No caso dos (as) Policiais Civis gaúchos (as), a vacinação da categoria aconteceu na semana passada, encerrando-se na sexta-feira (9). Portanto, esses profissionais continuam expostos ao contágio pela Covid-19, só estando completamente protegidos após a aplicação da segunda dose. Sabendo disso, o mínimo que se espera do governo, é que a retomada dos trabalhos aconteça quando, pelo menos, a 1ª dose comece a fazer efeito, ou seja, no dia 1º de maio.

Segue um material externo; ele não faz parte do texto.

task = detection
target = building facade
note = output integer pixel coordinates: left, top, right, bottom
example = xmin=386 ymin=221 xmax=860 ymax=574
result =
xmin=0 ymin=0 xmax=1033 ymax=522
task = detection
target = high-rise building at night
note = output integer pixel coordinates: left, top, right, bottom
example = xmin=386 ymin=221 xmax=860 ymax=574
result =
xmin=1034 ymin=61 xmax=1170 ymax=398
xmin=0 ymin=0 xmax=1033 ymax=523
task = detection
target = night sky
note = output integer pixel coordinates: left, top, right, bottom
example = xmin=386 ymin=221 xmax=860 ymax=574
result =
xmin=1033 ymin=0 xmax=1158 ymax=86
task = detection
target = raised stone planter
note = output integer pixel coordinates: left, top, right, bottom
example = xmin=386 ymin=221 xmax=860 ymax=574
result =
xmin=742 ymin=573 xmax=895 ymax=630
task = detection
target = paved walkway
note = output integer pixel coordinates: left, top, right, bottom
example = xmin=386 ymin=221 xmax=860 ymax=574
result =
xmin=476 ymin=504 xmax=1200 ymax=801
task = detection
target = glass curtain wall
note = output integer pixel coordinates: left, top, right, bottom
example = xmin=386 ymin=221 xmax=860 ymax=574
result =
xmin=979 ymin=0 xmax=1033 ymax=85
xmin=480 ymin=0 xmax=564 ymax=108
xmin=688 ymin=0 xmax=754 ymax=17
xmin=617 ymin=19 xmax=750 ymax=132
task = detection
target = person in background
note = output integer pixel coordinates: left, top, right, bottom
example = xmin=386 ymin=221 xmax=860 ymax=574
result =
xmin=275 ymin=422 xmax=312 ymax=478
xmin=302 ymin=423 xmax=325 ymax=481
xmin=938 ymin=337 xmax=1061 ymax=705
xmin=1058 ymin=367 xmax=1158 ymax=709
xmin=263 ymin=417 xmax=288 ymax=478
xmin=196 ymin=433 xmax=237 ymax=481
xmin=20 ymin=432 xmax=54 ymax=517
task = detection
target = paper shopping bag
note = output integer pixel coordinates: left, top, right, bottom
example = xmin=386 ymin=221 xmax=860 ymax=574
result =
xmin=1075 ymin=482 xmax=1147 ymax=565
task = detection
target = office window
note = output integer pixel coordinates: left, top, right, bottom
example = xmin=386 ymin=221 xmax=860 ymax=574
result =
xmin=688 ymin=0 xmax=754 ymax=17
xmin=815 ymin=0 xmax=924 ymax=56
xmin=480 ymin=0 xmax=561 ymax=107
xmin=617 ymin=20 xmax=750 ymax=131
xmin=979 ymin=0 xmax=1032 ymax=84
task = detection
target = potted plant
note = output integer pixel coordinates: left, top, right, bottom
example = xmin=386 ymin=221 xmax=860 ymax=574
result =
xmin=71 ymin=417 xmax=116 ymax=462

Ao retomar as atividades normais nas Delegacias agora, o governo do estado está expondo os (as) Policiais Civis a um risco totalmente desnecessário. No momento em que a pandemia se agrava, com a possibilidade do pior mês desde o seu início, essa atitude pode jogar por terra todo o esforço feito para garantir a vacinação dos profissionais da segurança pública. A atitude correta, que a UGEIRM está requisitando à Chefia de Polícia, é a de manter o revezamento até que se complete o ciclo de três semanas, recomendado pelos cientistas.

A vida dos (as) Policiais Civis é mais importante do que as planilhas do Qualificar

Não existe justificativa para a retomada dos trabalhos da polícia neste momento. Mesmo com o revezamento, os serviços prestados à população foram mantidos, sem nenhum prejuízo para a segurança no nosso estado. Uma prova disso, são os índices de criminalidade no RS, todos em queda acentuada. A realização de algumas atividades burocráticas pode esperar 20 dias, enquanto a garantia da vida de um (a) policial é inadiável.

A UGEIRM não está reivindicando nenhum privilégio para os (as) Policiais Civis, o que o sindicato pede, é que a retomada dos trabalhos da polícia seja feita respeitando os protocolos sanitários, respaldados pelos estudos científicos. A volta ao trabalho deve ser feita com toda a prudência, sob o risco de jogar por terra os esforços pela vacinação da categoria.

Priorizar a proteção da vida dos Policiais Civis, em detrimento de algumas planilhas, deve ser encarado pelo governo como um compromisso com a população gaúcha. Infelizmente, essa priorização não tem sido a realidade, como demonstram os constantes atrasos na publicação das promoções e a manutenção das celas superlotadas nas delegacias do estado. A direção da UGEIRM vai continuar cobrando do estado esse compromisso com os policiais civis e com a ciência. A vida dos profissionais da segurança pública não pode ser colocada em risco pela precipitação do governo.